Prognositic value of LV mass?

A

Left ventricular mass is an important risk factor for and a strong predictor of cardiovascular events. It can be calculated from M-mode, two- and three-dimensional echocardiographic images acquired at end-diastole. M-mode and two-dimensional echocardiography-derived linear measurements of left ventricular diastolic diameter and wall thickness rely on geometric formulas to calculate the volume of left ventricular myocardium. With two-dimensional echocardiography either the area–length or truncated ellipsoid techniques are used. In contrast, three-dimensional echocardiography measures left ventricular mass directly. Regardless if M-mode, two- or three-dimensional echocardiography is used, all methods then convert the volume to mass by multiplying the volume of myocardium by the myocardial density (approximately 1.05 g/mL). It must be noted that the left ventricle must be normally shaped for both the M-mode and two-dimensional echocardiography formulas to calculate LV mass reliably. Direct two-dimensional echocardiographic measurements of wall thickness may obtain smaller values than the blind M-mode, which is M-mode obtained without the guidance of the two-dimensional image. If this occurs, then the LV mass calculated using that formula may not be directly comparable.
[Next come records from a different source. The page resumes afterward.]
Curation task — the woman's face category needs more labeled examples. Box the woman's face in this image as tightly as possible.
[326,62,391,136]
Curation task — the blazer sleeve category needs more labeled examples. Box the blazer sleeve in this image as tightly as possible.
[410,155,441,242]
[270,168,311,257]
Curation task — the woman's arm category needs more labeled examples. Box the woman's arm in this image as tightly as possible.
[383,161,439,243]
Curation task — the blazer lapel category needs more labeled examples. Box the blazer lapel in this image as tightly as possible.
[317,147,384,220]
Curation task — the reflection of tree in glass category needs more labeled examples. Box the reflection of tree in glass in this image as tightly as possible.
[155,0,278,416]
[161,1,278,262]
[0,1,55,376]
Three-dimensional echocardiography is the only echocardiographic method that directly measures myocardial volume. The upper limits of normal from linear measurements are 95 g/m2 in women and 115 g/m2 in men. The upper limits of normal from two-dimensional echocardiographic measurements are 88 g/m2 in women and 102 g/m2 in men. Normal values from three-dimensional echocardiography have not yet been established.